One lesson from the 2016-2017 school year that I am particularly proud of is the Napoleon’s Buttons Video Project designed for 10th grade introductory chemistry.
The purpose of this assignment was to build on our understanding of chemical structures by relating the structures of specific molecules to their reactivity, uses, and influence throughout history and society.
We also set out to learn how to critically read scientific literature adapted for classroom use to determine the central ideas or conclusions, and in turn, to communicate the scientific and technical information presented.
Overall, the project was a lesson in Lewis Theory, chemical bonding, and organic chemistry that also takes an interdisciplinary approach and allows students to investigate historical events and filmmaking!
Students were assigned to read a chapter from Napoleon’s Buttons (Le Couteur and Burreson, 2003), a fascinating book that explains how 17 molecules affected human history, health, economics, and geopolitics.
From there, they were required to storyboard, film, and edit an informative video synopsis and explanation of their molecule.
At the end of the project, student videos were posted to our online discussion board for viewing, reflection, and conversation.
Click the link below to open and view the full assignment handout.
Student Work Artifacts
Below are some examples of student videos. In each of these examples, the content of the video is accurate and thoroughly supported with evidence based on student research and the provided text. The organization of each is easy to follow with an effective introduction to capture the audience’s attention and a conclusion that clearly summarizes the main points. Finally, the visual quality enhances the information being presented, and immense dedication to excellence and creativity is apparent. These videos all received marks within the range of Excellent Mastery (90%-100%). Enjoy!
I believe the lesson, in general, was a success in meeting the objectives and in student learning.
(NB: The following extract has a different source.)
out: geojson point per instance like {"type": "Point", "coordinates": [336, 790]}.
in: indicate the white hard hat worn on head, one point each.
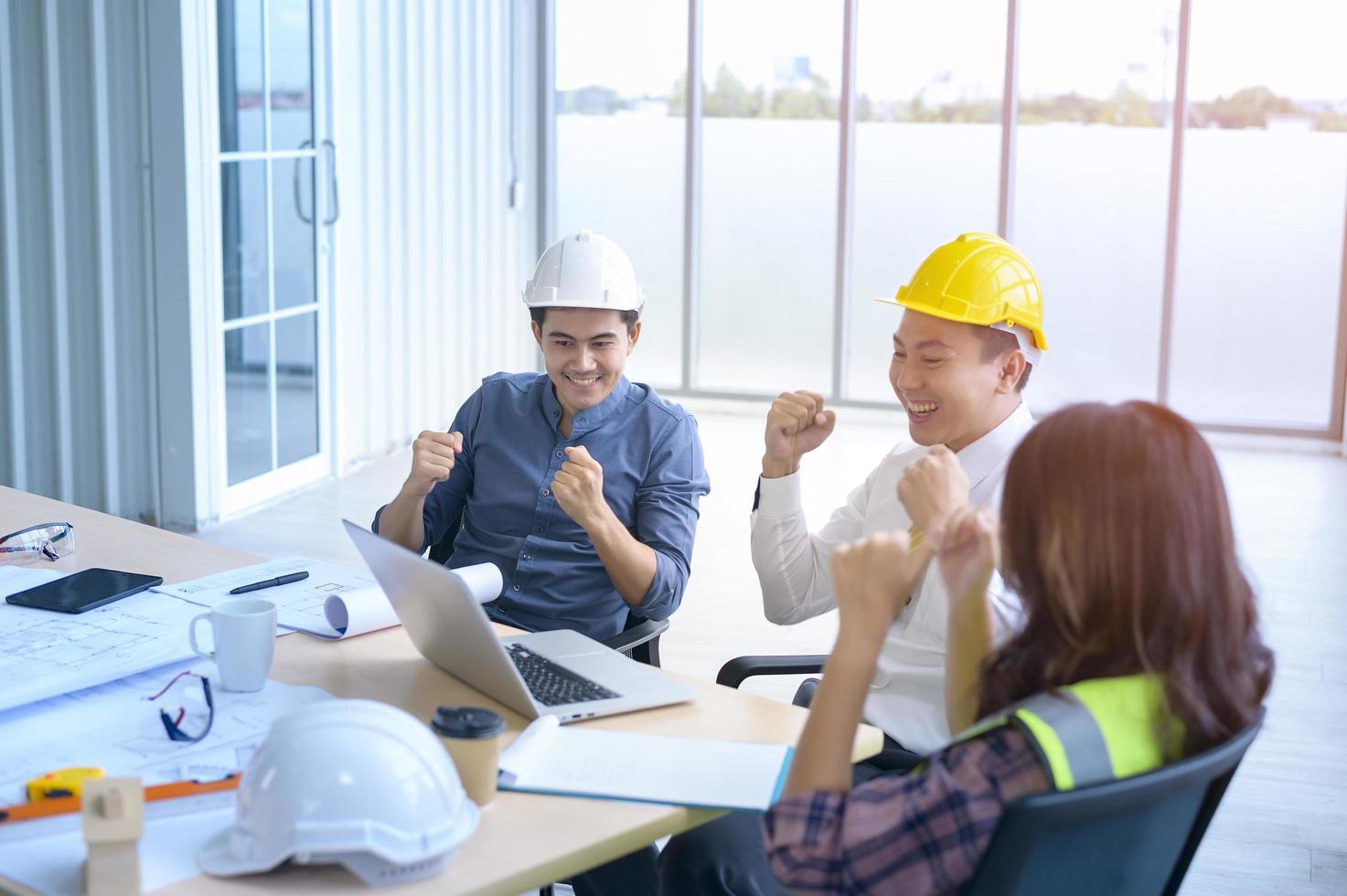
{"type": "Point", "coordinates": [352, 782]}
{"type": "Point", "coordinates": [583, 271]}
As with any first-time assignment, there are still some small things to correct that could make the project even more impactful. For example, the original time constraint of the video was set from 2 to 3 minutes. Most student groups, however, needed more than 3 minutes to tell their whole story effectively. Also, one month’s time was estimated for completion of the draft and final video. Again, this turned out to not be enough time since students were required to demonstrate their understanding of chemical structures before storyboarding and asked to consult with the technical advisor for help in storyboarding, filming, and editing. Next time, I would create a different timeline for completion of the lessons and video project that allows students more time for reflection and editing.
Though traditional literacy skills of reading and writing expository text are still important, students today must master a broader set of literacies consistent with the digital age. The design of this project-based lesson lends itself as a tool for teaching those skills as well as chemistry concepts. It also speaks to my professional growth and ability to branch outside of my comfort zone and try something dynamic and daring!